Artem Abramov, head of shale research at Rystad Energy, a research and consulting firm, said Biden could even help the nation’s oil and gas industry by ending Trump’s trade war with China and taking more aggressive steps to combat the coronavirus pandemic. The result, he said, could be a quicker global economic recovery and a corresponding climb in oil prices.
“This is the most important driver of activity in the U.S.,” he said of oil prices. “So I think it is very possible that if Biden becomes president we will see these positive impacts which will result in increased oil activity.”

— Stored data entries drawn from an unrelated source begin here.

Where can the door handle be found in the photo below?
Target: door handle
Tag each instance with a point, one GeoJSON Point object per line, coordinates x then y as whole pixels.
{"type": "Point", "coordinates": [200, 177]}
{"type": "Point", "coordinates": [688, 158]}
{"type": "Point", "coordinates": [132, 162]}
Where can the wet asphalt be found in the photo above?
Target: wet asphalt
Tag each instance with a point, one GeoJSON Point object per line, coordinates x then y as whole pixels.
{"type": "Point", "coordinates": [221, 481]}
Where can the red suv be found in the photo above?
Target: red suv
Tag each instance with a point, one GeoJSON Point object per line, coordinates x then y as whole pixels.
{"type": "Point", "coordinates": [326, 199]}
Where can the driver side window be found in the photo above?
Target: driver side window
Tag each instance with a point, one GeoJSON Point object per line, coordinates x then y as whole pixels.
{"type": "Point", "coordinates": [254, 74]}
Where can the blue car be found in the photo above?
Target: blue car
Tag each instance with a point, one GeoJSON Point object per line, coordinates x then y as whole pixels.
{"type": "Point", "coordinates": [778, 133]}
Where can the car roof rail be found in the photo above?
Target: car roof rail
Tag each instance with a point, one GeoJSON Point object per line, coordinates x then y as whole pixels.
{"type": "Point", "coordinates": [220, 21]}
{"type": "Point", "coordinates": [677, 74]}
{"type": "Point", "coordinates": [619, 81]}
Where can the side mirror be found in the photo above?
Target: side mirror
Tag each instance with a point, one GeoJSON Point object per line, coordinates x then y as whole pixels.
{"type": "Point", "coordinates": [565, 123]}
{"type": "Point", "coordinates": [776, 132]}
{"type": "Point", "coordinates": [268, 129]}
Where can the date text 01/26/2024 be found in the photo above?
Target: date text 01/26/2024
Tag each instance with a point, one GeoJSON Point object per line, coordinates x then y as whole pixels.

The common thread is that markets, far more than policy, determine when and how much the industry drills.
The Trump administration has enacted policies that have likely made it cheaper to drill. Abramov said the reduction of the corporate income tax rate helped push down operating costs across the industry—he estimated it saved ExxonMobil $193 million in 2018.
A Biden administration could make drilling more costly by imposing restrictions on drillers to reduce pollution and better protect public health.
But experts say the effects of those policies are not likely to be nearly as significant as the bigger, global economic pressures the industry is facing: the coronavirus pandemic and a transition to cleaner sources of energy.
The people who run the oil industry do seem to have a preference, though, if you follow the money. Oil companies and their employees have contributed nearly three-times as much to Trump’s campaign as Biden’s so far, according to the Center for Responsive Politics, about $1.64 million compared to about $624,000.